In questo modo finiremo per creare una zona di comfort sempre più piccola in cui consentiamo solo l’accesso a ciò che ci risulta comodo o è in sintonia con il nostro modo di pensare. Questo meccanismo di esclusione ci impedisce di crescere perché rompe ogni ponte con il diverso, che è proprio quello di cui abbiamo bisogno per espandere i nostri orizzonti.
“L’espulsione del diverso e l’inferno dell’uguale mettono in moto un processo di autodistruzione […] Ci intrappolano in un ciclo infinito dell’”io” e, alla fine, ci conducono a un’auto-propaganda che ci indottrina con le nostre proprie nozioni”, avvertì il filosofo Byung-Chul Han.
Come sfuggire, o almeno riconoscere, il bias del punto cieco?
I pregiudizi cognitivi e motivazionali sono un prodotto inevitabile del modo in cui vediamo e comprendiamo il mondo che ci circonda. Accusare gli altri d’imparzialità, mentre neghiamo la nostra imparzialità, genera malintesi, sfiducia e provoca un’escalation nel conflitto, così è impossibile trovare un punto comune per raggiungere un accordo.
Dobbiamo partire dall’idea che non vediamo le cose come sono, ma come siamo. Ciò significa che, come persone, siamo di parte come gli altri perché non possiamo sbarazzarci del nostro “io” relazionandoci con il mondo. Dobbiamo assumere che molte volte la nostra visione dei fatti è parziale come quella dei ciechi del racconto.
Accettare la nostra parzialità è difficile in un mondo che sostiene l’imparzialità e l’obiettività, senza rendersi conto che entrambi i concetti sono un prodotto illusorio del razionalismo. Siamo esseri soggettivi e non c’è nulla di sbagliato in questo, a patto di avere abbastanza flessibilità cognitiva per arricchire il nostro mondo con la soggettività degli altri.
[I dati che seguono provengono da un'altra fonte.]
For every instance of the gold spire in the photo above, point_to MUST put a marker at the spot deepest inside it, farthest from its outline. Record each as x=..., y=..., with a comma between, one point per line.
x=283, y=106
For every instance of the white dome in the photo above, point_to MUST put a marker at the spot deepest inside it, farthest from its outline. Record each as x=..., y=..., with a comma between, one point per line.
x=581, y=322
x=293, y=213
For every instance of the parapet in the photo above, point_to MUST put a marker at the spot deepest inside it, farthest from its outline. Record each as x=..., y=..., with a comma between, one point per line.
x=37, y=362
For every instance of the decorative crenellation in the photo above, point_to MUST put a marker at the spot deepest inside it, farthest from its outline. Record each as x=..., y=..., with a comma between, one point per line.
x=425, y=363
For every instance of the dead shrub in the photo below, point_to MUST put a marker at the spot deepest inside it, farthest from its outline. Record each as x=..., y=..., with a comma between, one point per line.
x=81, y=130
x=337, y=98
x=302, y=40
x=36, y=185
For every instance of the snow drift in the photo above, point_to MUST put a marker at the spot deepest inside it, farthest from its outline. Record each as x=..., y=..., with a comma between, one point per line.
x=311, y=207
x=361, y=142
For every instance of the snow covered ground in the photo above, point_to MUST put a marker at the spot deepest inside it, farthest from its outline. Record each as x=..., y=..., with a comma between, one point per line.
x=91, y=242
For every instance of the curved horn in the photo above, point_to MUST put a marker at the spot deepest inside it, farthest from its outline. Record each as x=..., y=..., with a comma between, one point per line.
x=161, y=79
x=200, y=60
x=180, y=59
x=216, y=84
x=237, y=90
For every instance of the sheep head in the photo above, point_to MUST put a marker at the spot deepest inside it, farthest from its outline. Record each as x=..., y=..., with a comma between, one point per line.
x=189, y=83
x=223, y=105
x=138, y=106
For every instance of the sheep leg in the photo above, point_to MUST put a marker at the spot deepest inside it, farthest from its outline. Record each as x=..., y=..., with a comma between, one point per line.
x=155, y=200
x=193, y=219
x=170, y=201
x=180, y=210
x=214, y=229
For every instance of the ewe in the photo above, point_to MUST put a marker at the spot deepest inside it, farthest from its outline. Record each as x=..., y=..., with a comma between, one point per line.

L’incontro di due o più soggettività è ciò che ci avvicina all’obiettività.
Per raggiungere questo obiettivo, non ci farebbe male una buona dose d’umiltà intellettuale per renderci conto che nessuno è migliore o peggiore, ma abbiamo solo dei pregiudizi in diversi aspetti della vita. Adottare questo atteggiamento ci permetterà di crescere come persone, essere più tolleranti e, con un po’ di fortuna, contribuire a rendere il mondo un posto migliore o, almeno, in cui le differenze abbiano il loro posto in quanto espressione di autenticità e unicità.
Fonti:
Room, C. (2016) Everyone Thinks They’re More Moral Than Everyone Else. In: The Cut. Scopelliti, I. et. Al. (2015) Bias blind spot: Structure, measurement, and consequences. Management Science; 61(10): 2468-2486. Pronin, E. et. Al. (2002) The Bias Blind Spot: Perceptions of Bias in Self Versus Others. PSPB; 28(3): 369-381.